All the existing structures at the north end of the site will be demolished, including an admin building, a dissolved air flotation (DAF) plant and sand filters, to be replaced by a new main treatment building, with processes for DAF and rapid gravity filters, manganese filters and a new low lift pumping station.
Aecom was appointed, as one of six tier one design capital delivery partners, to complete the detailed design and produce a Level 2 BIM model.
James Leverton, digital solutions lead for water ports & power at Aecom, told BIM+: “Level 2 BIM was required mainly due to the complexity of the site, where there are numerous existing underground services that had to be modelled. It is Durleigh’s flagship scheme, their project manager was very clued up and saw it as the right thing to do. ”
The 3D model was visualised in an Igloo shared virtual reality system, a 6.5 metre-diameter cylinder erected inside a disused building on site that enabled up to 12 team members at a time to walk around the scheme and carry out design review meetings.
Up to 12 team members at a time to walk around the scheme in the Igloo cave
It was used for design coordination, including clash detection, and to test plant operability. The shared physical environment offered various benefits, says Leverton: “We had early conversations with the client about using the HoloLens, but some of its delivery managers were not comfortable with wearing goggles that can restrict eye contact.
“With Igloo you can look someone in the eye when you’re talking to them and quickly understand that you’re talking about the same thing, you can gauge their interest and see if they understand what you’re saying.”
BIM was updated on laptops installed with Autodesk Revit and AutoCAD Plant 3D software, the changes were pushed, via the cloud, to Revizto visual collaboration software and synced to the local Igloo server.
Team members used an Xbox controller to navigate the 3D environments, which covered the interior walls of the cylinder in a complete 360-degree wrap.
“It was really useful to be able to walk around a one-to-one model of the main treatment building with operations and review the exact layouts and locations of maintainable kit,” adds Leverton. “In the past, we have had real difficulties presenting operations teams with detailed 2D drawings that they couldn’t really understand. Inside the Igloo they got it straight away, it stimulated lots of good conversations.”

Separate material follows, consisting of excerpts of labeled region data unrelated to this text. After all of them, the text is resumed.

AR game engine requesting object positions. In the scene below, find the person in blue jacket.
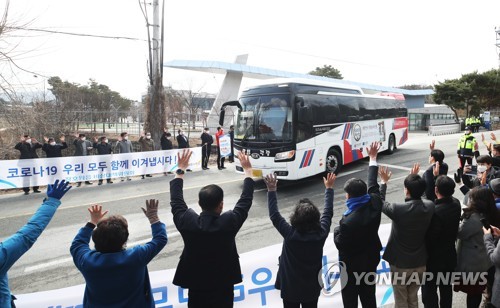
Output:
[70,199,167,308]
[0,180,71,308]
[264,173,336,308]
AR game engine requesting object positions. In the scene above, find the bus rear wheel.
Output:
[385,134,396,154]
[325,149,342,174]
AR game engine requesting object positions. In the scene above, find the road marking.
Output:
[380,164,411,171]
[24,231,181,273]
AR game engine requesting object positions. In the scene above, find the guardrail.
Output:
[427,123,460,136]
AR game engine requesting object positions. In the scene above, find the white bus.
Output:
[220,79,408,180]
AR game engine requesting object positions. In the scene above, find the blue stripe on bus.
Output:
[299,151,308,169]
[307,150,316,166]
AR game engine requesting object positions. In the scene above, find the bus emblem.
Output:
[352,124,361,141]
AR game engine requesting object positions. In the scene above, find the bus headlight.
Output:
[274,150,295,160]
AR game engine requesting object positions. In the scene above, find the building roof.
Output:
[163,60,434,96]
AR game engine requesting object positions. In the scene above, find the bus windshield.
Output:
[235,95,292,142]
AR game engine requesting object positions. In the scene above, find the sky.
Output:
[0,0,500,100]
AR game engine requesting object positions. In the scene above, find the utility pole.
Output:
[143,0,166,145]
[495,26,500,68]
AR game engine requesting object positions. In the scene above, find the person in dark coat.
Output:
[42,136,68,158]
[333,143,382,308]
[170,150,254,308]
[73,134,94,187]
[177,129,189,149]
[422,140,448,201]
[14,135,42,195]
[201,127,214,170]
[264,173,336,308]
[380,164,434,307]
[70,199,167,308]
[93,136,113,185]
[160,128,174,150]
[422,174,462,308]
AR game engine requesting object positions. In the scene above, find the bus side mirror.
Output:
[295,96,305,107]
[219,109,226,126]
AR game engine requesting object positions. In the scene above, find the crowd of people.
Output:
[0,127,500,308]
[15,125,234,195]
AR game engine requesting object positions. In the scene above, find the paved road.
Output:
[0,129,496,307]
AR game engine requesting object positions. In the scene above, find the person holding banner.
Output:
[14,135,42,195]
[264,173,336,308]
[93,136,113,185]
[73,134,94,187]
[0,180,71,308]
[333,142,387,308]
[114,132,134,182]
[42,135,68,158]
[380,164,435,307]
[70,199,167,308]
[170,150,255,308]
[215,126,226,170]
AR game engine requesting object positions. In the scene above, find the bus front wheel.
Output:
[326,149,342,174]
[386,134,396,154]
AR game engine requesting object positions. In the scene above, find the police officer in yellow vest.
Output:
[457,126,479,169]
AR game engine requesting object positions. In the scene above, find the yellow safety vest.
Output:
[458,134,476,156]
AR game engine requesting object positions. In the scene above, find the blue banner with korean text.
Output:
[0,148,201,189]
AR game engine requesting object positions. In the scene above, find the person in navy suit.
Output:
[170,150,254,308]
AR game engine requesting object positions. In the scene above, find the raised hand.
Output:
[264,173,278,191]
[88,204,108,225]
[238,152,252,176]
[477,171,488,186]
[490,133,497,142]
[47,180,71,200]
[366,142,380,160]
[323,173,337,189]
[410,163,420,174]
[141,199,160,224]
[177,149,193,170]
[432,161,439,176]
[378,166,392,183]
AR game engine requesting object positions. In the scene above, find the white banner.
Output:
[219,135,231,157]
[0,147,201,189]
[15,221,394,308]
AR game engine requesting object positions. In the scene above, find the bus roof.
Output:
[244,78,364,94]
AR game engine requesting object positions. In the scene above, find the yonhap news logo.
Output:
[318,261,348,296]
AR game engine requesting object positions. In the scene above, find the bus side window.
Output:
[338,96,359,122]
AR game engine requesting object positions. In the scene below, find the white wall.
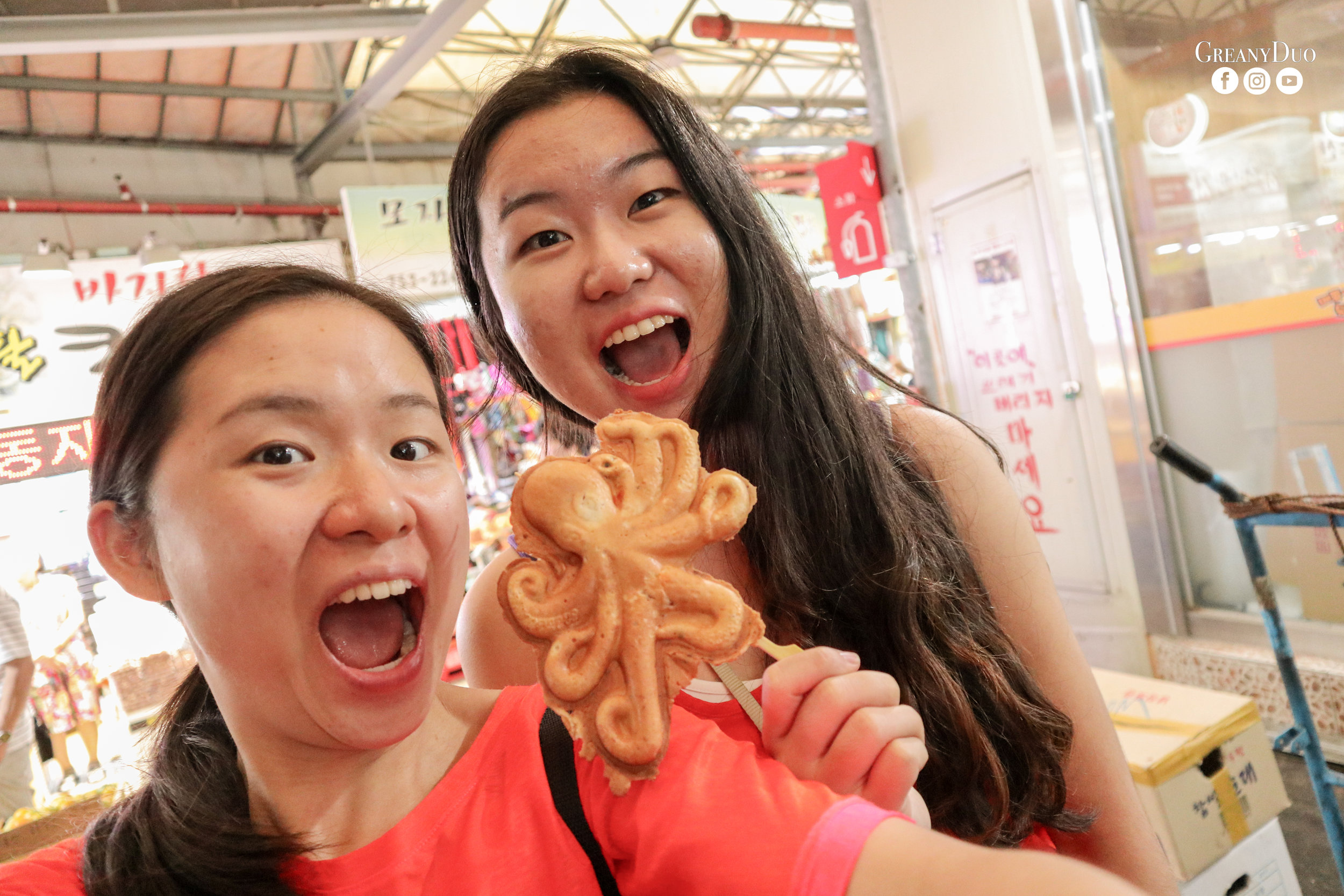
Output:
[870,0,1148,673]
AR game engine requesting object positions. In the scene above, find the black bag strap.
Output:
[540,708,621,896]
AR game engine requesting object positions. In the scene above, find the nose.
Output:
[321,457,416,543]
[583,230,653,302]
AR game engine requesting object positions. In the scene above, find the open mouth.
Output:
[598,314,691,385]
[317,579,425,672]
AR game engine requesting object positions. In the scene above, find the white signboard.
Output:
[0,239,346,430]
[340,184,459,301]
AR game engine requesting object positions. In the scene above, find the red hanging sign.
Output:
[817,140,887,277]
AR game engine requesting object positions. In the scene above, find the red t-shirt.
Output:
[0,685,899,896]
[676,686,1059,853]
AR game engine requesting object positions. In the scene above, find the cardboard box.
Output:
[1180,818,1303,896]
[1093,669,1289,881]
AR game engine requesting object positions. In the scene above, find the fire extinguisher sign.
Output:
[817,140,887,277]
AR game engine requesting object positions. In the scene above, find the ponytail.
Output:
[83,666,303,896]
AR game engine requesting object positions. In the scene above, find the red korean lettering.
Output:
[47,420,90,466]
[1021,494,1059,535]
[1008,417,1035,451]
[1012,454,1040,489]
[0,426,42,479]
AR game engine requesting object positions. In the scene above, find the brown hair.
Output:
[449,47,1088,845]
[83,264,451,896]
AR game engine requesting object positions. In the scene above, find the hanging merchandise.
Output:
[425,317,542,591]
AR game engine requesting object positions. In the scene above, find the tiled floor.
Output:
[1274,754,1344,896]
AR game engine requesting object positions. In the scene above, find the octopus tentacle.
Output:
[657,567,765,662]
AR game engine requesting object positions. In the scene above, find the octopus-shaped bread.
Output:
[499,411,763,795]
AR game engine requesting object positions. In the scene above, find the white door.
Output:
[933,172,1112,601]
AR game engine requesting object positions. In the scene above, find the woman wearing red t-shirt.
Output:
[0,267,1134,896]
[449,47,1176,896]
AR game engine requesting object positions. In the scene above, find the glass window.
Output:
[1093,0,1344,622]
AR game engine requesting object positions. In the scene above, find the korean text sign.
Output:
[817,140,887,277]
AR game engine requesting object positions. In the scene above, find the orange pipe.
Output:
[691,15,855,43]
[0,196,340,218]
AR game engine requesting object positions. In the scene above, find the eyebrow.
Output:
[383,392,438,417]
[500,149,668,223]
[215,395,321,426]
[217,392,438,426]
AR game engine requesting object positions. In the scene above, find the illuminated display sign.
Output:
[0,417,93,485]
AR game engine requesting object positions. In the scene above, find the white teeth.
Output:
[336,579,416,603]
[602,314,676,348]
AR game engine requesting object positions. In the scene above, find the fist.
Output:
[761,648,929,814]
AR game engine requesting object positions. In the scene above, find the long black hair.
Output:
[83,264,451,896]
[449,47,1088,845]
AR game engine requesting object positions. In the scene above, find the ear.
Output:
[89,501,172,603]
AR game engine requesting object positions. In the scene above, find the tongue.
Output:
[606,326,682,383]
[317,598,405,669]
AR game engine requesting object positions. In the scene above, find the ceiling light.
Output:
[23,239,73,279]
[140,231,187,271]
[649,38,685,71]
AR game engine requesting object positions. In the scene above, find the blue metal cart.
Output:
[1150,436,1344,883]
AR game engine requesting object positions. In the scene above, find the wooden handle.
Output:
[757,635,803,660]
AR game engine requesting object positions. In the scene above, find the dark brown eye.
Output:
[392,439,429,461]
[631,189,672,212]
[523,230,569,248]
[252,445,308,466]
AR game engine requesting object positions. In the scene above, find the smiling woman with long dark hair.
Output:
[0,266,1133,896]
[451,48,1175,893]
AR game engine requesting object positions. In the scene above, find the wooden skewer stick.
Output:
[757,635,803,660]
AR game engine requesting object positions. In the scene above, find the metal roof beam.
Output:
[0,75,868,110]
[0,4,426,56]
[295,0,485,177]
[0,75,332,102]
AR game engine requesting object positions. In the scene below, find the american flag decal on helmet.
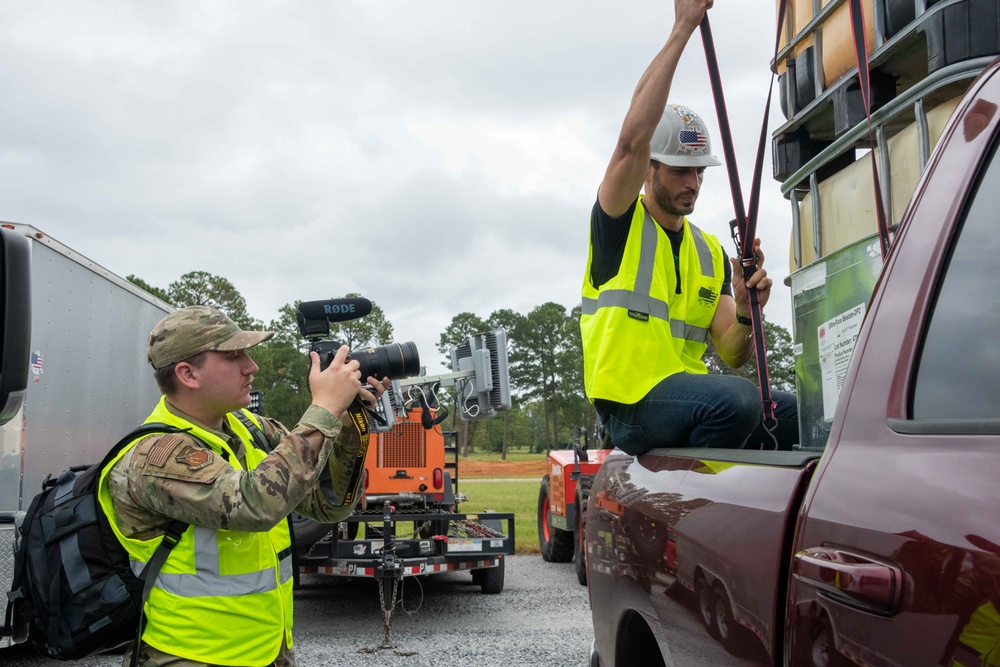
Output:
[678,130,708,148]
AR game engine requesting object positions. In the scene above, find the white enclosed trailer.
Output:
[0,222,172,647]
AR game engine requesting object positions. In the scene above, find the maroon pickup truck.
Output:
[586,61,1000,667]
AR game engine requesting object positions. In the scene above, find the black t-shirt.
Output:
[590,199,733,296]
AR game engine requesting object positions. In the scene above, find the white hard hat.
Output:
[649,104,722,167]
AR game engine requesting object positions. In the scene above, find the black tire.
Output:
[573,475,594,586]
[712,584,753,657]
[694,574,719,639]
[538,475,574,563]
[291,512,337,556]
[479,558,504,595]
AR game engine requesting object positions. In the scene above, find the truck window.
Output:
[912,144,1000,421]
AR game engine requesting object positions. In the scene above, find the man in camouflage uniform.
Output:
[102,306,389,667]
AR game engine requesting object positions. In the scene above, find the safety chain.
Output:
[358,579,417,657]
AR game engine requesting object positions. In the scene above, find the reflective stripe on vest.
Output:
[580,197,725,403]
[131,526,293,598]
[581,207,715,343]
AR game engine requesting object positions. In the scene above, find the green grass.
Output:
[459,449,546,469]
[458,480,541,554]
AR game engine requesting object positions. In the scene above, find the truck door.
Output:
[785,66,1000,667]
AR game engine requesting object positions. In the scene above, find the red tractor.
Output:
[538,444,611,585]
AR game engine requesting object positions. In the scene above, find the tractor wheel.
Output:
[538,475,574,563]
[479,558,504,595]
[573,475,594,586]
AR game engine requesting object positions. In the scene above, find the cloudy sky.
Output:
[0,0,791,372]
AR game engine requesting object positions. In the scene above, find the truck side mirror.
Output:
[0,227,31,424]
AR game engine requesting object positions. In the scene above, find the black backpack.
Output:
[3,423,190,664]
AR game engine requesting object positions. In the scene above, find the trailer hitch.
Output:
[358,500,416,656]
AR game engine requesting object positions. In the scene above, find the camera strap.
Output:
[343,397,371,505]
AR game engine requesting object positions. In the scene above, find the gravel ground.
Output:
[0,555,593,667]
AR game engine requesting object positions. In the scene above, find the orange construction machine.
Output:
[294,320,514,616]
[538,434,611,585]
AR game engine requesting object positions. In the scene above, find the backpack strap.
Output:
[0,493,42,637]
[101,422,194,667]
[233,410,271,454]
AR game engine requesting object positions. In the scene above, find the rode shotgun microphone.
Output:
[299,298,372,322]
[295,297,372,339]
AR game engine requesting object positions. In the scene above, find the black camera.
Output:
[311,340,420,380]
[295,298,420,380]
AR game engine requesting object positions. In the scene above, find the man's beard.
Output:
[653,179,698,216]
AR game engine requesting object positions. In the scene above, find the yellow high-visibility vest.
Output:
[580,196,725,403]
[99,398,293,667]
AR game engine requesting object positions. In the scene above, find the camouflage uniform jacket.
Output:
[108,401,360,540]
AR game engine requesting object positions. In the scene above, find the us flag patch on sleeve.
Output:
[146,435,183,468]
[174,445,215,471]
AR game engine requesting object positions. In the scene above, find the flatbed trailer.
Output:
[298,501,514,604]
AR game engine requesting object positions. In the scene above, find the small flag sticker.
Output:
[677,128,708,155]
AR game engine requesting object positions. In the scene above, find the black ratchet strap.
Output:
[701,6,786,428]
[849,0,890,263]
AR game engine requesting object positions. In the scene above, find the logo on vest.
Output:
[628,310,649,322]
[698,287,719,306]
[174,446,215,471]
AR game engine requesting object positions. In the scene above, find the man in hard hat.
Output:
[99,306,388,667]
[580,0,798,454]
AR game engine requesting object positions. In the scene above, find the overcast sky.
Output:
[0,0,791,373]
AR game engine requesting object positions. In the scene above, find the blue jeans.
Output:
[594,373,799,455]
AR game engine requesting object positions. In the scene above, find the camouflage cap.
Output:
[148,306,274,369]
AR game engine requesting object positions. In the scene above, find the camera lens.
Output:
[350,341,420,380]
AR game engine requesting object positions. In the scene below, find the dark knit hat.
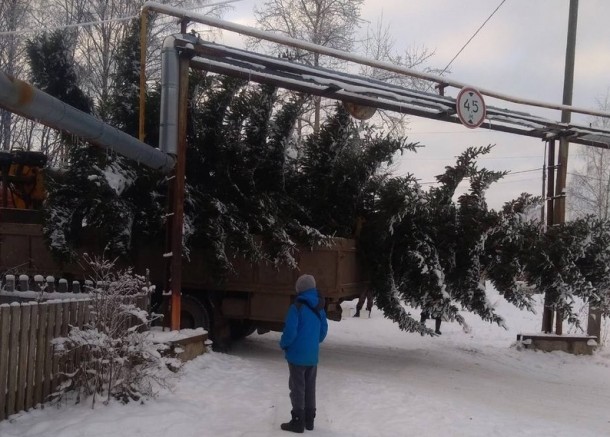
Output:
[295,275,316,293]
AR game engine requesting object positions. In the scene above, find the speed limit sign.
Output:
[455,87,485,129]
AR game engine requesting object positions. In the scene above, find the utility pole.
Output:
[542,0,578,335]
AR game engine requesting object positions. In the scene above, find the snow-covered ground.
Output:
[0,286,610,437]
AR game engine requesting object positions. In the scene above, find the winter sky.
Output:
[208,0,610,208]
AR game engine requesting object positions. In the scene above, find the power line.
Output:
[432,0,506,82]
[0,0,243,37]
[439,0,506,76]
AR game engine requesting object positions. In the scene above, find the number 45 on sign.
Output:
[455,87,485,129]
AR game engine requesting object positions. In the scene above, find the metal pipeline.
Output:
[142,1,610,118]
[0,71,175,173]
[159,35,180,155]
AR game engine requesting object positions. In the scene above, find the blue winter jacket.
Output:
[280,288,328,366]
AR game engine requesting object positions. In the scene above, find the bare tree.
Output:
[250,0,364,132]
[360,15,441,134]
[568,88,610,219]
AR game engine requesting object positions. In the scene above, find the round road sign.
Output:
[455,87,485,129]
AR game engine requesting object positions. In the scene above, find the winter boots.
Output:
[280,410,304,434]
[305,408,316,431]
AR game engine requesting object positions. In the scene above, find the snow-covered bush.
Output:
[52,254,177,408]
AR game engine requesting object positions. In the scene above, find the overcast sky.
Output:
[210,0,610,208]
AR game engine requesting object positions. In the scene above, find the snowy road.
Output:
[0,288,610,437]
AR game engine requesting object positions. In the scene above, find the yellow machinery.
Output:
[0,150,47,209]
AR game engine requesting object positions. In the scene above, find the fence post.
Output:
[6,304,21,416]
[25,302,40,411]
[15,303,32,413]
[0,305,11,420]
[34,302,50,406]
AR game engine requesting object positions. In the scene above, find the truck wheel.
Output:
[180,294,211,332]
[230,320,256,340]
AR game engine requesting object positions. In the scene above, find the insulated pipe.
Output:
[159,35,180,156]
[142,1,610,118]
[0,71,175,173]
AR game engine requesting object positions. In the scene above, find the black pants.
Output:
[288,363,318,411]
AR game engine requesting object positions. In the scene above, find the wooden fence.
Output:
[0,296,149,420]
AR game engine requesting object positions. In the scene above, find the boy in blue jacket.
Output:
[280,275,328,433]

Aeom produced a 3D model of the treatment plant
Igloo also helped identify value engineering opportunities, including rationalisation of the wastewater area. Having the cylinder on site helped streamline design coordination – when a clash was spotted, designers could quickly return to their desks, update the model and push the changes back to the Igloo.
However, the need to have physical space for the system on site may be impractical on some projects, says Leverton, and the constraint of a maximum 12 people inside at one time meant Aecom had to hold some larger design review meetings inside another building.
With construction on the project now underway, Aecom is talking to Wessex Water’s engineering and asset management teams about the possibility of developing BIM for use post-handover. Wessex Water is planning to move the Igloo to its head office for its next scheme and potentially also use it in training.